Blocks 11 thru 13 in the Ungarnlager

 

L'acte de naissance de Marie Anne LE DRESSAY comporte la mention marginale de son décès à Nantes le 12/12/1966. La plaque mortuaire sur la tombe au cimetière indique que son inhumation eut lieu à Séné, son village natal.[à vérifier]

La plaque portant inscription du nom de ses enfants et de son gendre sur sa tombe symbolise la réunion posthume d'une famille meurtrie par la barbarie nazie.

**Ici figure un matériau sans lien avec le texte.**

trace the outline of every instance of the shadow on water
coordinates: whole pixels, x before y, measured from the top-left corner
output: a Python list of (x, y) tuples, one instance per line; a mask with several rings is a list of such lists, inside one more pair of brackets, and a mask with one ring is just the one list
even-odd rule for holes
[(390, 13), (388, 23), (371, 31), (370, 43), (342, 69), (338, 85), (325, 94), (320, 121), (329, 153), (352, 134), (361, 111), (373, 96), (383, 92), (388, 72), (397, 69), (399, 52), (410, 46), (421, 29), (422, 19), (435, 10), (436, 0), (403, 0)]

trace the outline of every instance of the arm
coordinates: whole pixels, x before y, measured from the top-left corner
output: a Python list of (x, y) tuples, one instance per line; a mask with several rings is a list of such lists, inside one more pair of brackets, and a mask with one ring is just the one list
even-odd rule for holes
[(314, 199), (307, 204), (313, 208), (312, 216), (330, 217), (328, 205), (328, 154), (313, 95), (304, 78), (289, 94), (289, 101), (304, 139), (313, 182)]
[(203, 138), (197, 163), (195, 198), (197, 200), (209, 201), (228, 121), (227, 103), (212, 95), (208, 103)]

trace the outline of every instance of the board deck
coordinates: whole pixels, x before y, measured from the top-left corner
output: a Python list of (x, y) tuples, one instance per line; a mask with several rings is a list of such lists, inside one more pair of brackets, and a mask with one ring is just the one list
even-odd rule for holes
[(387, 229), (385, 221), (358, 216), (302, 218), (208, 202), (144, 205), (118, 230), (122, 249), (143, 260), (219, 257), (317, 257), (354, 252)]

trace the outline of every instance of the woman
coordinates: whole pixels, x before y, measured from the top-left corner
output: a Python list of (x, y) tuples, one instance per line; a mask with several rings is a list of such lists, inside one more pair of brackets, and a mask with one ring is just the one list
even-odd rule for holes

Le site http://www.lesmortsdanslescamps.com/indexfr.html répertorie les personnes déportées. Aucune n'était native de Séné. 

Le destin des enfants ENIZAN, rappelé à notre souvenir par ces plaques au cimetière communal sur la tombe de leur mère, native de Séné, qui vécu à Séné, méritait une mention sur wiki-sene.

NB ; un autre Sinagot fut déporté mais sera libéré, il s'agit de SEVENO Joseph , né le 4 août 1914. Il est déporté le 6 avril 1942 . Son parcours: prison de Kassel prison située dans le Land de Hesse, prison de Sarrebruck, prison de Rheinbachsie située au sud-ouest de Bonn, pour les peines de travaux forcées., prison de  Siegburg située près de Bonn. Prison d’application des peines de Zuchthaus pour les personnes condamnées en France. Libéré le 10 avril 1945.